In a word, although there were an hundred hard-steeled iron heads on one neck, and an hundred sharp, ready, cool, never rusting, brazen tongues in each head, and an hundred garrulous, loud, unceasing voices from each tongue, they could not recount or narrate, enumerate or tell, what all the Irish suffered in common, both men and women, laity and clergy, old and young, noble and ignoble, of the hardships and of injuring and of oppression, in every house, from those valiant, wrathful, purely pagan people.

Modern scholars recognize that such bloodcurdling accounts of Viking raids are vastly exaggerated. Yet European writers still tend to dismiss the Scandinavians as bloody barbarians, irrelevant to the main flow of Western culture and ideas. Often this has been done at the expense of a certain logic. For example, David Talbot Rice writes:

From the eighth to the eleventh centuries indeed the role of the Vikings was perhaps more influential than that of any other single ethnic group in Western Europe… The Vikings were thus great travellers and they performed outstanding feats of navigation; their cities were great centres of trade; their art was original, creative and influential; they boasted a fine literature and a developed culture. Was it truly a civilization? It must, I think, be admitted that it was not… The touch of humanism which is the hallmark of civilization was absent.

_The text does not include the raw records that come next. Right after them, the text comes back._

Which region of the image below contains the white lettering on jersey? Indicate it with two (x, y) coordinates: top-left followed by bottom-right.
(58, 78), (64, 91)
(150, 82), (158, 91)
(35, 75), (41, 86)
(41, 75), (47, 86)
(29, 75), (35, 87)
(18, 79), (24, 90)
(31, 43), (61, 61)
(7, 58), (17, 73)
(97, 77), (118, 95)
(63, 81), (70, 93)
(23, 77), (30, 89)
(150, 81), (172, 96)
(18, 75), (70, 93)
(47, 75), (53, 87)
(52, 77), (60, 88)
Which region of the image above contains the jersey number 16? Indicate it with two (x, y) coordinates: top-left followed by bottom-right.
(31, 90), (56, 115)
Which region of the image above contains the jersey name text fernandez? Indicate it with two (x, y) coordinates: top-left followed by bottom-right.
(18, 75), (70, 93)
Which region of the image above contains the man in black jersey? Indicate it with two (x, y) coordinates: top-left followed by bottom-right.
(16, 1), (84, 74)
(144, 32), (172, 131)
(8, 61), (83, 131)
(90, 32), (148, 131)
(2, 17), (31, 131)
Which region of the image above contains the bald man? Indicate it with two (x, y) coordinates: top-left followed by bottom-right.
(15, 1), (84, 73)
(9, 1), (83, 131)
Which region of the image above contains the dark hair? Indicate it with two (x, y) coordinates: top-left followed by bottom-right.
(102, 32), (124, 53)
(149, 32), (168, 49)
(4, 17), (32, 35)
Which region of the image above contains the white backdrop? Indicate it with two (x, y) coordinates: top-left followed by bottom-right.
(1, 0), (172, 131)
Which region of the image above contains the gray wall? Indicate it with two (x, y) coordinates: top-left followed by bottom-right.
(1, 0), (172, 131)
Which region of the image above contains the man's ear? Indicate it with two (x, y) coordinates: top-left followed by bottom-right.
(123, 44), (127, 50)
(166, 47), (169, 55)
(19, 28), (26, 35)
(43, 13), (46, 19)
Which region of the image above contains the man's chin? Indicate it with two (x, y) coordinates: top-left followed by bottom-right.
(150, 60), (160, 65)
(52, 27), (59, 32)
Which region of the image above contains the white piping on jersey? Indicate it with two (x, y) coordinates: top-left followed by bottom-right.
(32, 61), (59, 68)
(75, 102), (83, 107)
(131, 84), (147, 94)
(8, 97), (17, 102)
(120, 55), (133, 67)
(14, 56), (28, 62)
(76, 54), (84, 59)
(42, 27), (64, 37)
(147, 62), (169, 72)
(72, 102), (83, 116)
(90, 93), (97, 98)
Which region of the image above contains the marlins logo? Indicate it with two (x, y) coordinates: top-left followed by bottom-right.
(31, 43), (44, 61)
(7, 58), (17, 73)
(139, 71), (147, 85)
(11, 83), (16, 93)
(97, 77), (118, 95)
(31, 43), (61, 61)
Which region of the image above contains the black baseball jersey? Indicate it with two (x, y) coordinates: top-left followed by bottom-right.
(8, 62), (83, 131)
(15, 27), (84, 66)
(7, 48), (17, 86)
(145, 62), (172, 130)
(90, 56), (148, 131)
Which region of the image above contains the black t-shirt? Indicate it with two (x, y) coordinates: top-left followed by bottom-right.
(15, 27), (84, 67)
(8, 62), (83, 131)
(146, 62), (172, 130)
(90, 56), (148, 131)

This same attitude is reflected in the opinion of Lord Clark:

When one considers the Icelandic sagas, which are among the great books of the world, one must admit that the Norsemen produced a culture. But was it civilization?… Civilization means something more than energy and will and creative power: something the early Norsemen hadn’t got, but which, even in their time, was beginning to reappear in Western Europe. How can I define it.? Well, very shortly, a sense of permanence. The wanderers and invaders were in a continual state of flux. They didn’t feel the need to look forward beyond the next March or the next voyage or the next battle. And for that reason it didn’t occur to them to build stone houses, or to write books.